JE RÈGLE MON PAS SUR LE PAS DE MON FILS





"On n’est pas obligé de se parler"

Ce qui frappe à la vision de Rendez-vous à Kiruna, c’est sa finesse d’écriture. Parfaitement équilibré sur toute la longueur, le scénario est construit comme une succession de situations simples, bien posées et bien amenées, qui oscillent entre comédie burlesque et mélancolie légère. Les personnages ne sont pas en reste, qui existent en une scène, même les plus secondaires, et apportent chair et sensibilité au récit. Chacun a une souffrance intérieure qu’il dissimule derrière une façade conventionnelle d’archétype (le biker violent, l’homme d’affaires désagréable, l’amant jaloux…), donnant lieu à de savoureux retournements de situations.

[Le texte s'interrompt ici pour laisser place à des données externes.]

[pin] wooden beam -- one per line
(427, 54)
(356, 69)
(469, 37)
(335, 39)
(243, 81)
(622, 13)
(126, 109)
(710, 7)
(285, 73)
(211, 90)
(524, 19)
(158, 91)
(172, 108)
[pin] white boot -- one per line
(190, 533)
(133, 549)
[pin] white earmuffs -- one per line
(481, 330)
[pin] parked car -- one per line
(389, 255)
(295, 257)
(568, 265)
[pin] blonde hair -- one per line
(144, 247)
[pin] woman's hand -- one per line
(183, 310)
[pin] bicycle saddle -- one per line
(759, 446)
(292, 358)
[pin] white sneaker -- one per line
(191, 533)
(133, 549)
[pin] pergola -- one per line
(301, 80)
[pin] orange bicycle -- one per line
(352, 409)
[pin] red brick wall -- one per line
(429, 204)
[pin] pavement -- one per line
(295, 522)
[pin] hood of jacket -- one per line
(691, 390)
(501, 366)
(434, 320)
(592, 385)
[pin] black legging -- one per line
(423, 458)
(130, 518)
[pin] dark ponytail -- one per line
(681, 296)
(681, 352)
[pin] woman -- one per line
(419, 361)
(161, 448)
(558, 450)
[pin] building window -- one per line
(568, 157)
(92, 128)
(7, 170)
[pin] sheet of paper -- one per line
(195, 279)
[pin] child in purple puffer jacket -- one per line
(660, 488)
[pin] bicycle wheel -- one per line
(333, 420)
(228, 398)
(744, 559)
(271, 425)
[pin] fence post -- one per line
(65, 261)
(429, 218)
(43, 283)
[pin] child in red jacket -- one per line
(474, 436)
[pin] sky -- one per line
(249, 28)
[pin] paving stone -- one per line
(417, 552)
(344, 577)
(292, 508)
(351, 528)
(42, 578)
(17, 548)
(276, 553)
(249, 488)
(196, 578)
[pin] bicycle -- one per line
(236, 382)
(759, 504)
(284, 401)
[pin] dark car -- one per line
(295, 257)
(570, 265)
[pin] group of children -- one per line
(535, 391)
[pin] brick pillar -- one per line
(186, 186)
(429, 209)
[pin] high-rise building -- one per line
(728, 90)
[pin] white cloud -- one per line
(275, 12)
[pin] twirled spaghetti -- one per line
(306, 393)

Anna Novion s’amuse ainsi avec les codes du road movie, sans vraiment les malmener. Son personnage fait des rencontres fortuites, évolue au cours du voyage et reviendra différent de ce qu’il était en partant : la trame est classique. Ce qui en fait le charme, c’est le ton donné à ces rencontres, qui sont autant d’occasions d’aller à la découverte de l’autre. Quelles que soient les circonstances, et malgré le contexte éminemment tragique de l'histoire, l’humain demeure ainsi toujours au cœur de chaque séquence.

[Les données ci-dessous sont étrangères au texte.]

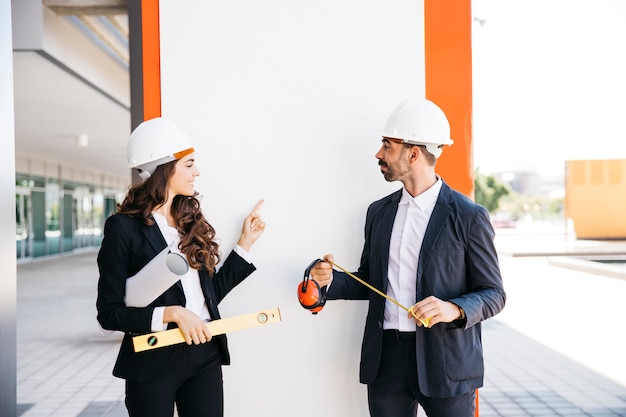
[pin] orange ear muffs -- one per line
(310, 295)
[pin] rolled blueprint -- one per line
(163, 271)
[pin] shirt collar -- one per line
(426, 199)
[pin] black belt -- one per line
(397, 334)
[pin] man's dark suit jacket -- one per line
(128, 245)
(457, 263)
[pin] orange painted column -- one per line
(151, 59)
(448, 55)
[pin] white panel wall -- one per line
(285, 101)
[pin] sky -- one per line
(549, 83)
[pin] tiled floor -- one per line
(58, 377)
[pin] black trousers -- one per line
(193, 382)
(395, 392)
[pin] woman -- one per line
(161, 212)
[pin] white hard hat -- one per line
(419, 122)
(156, 142)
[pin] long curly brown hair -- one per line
(196, 234)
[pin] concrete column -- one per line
(8, 351)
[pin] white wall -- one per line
(285, 101)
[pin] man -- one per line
(429, 247)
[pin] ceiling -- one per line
(60, 117)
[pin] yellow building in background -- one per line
(595, 198)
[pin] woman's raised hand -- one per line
(253, 227)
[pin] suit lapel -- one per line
(157, 242)
(155, 238)
(388, 217)
(436, 224)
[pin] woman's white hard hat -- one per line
(156, 142)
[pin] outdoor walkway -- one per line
(555, 350)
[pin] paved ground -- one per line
(556, 349)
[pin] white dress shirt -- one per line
(406, 242)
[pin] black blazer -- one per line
(457, 263)
(128, 245)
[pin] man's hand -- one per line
(322, 273)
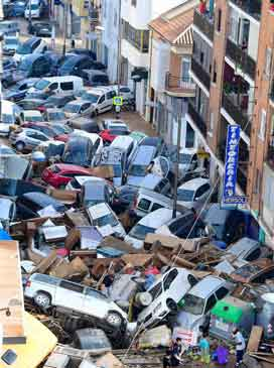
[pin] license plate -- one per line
(222, 326)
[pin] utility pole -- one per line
(65, 27)
(179, 130)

Par exemple, Ernest se retrouve en voiture avec Magnus, un jeune homme qu’il a pris en stop, et John, un motard danois qu’il a volontairement renversé. Un délicieux dialogue de sourds s’instaure entre eux, en raison des traductions fantaisistes de Magnus. C’est un passage presque hilarant, plein de vivacité et d’invention. Puis, peu à peu, les trois personnages entrent en communication et se trouvent un langage commun, qui débouche sur une certaine complicité. L’air de rien, toute la subtilité des rapports humains transparaît de cette séquence douce amère qui est peut-être la plus réussie du film.

Il faut dire que la réalisatrice n’a pas son pareil pour filmer avec une étonnante simplicité narrative la profonde humanité dissimulée dans le quotidien le plus banal : un orchestre qui joue en plein air, un homme qui découvre l’appartement de son fils inconnu, un petit-fils qui retrouve son grand-père… Pas une humanité de complaisance, belle, pure et hypocrite, mais un élément indicible qui fait de l’être humain ce qu’il est, avec ses défauts et ses espoirs, ses compromis et ses regrets, ses échecs et ses souvenirs. Il faut regarder Rendez-vous à Kiruna à la lumière de cette humanité un peu cabossée pour se laisser porter par la justesse un peu fragile de cette histoire à la fois minuscule et universelle de filiation complexe et d'amitiés fugitives.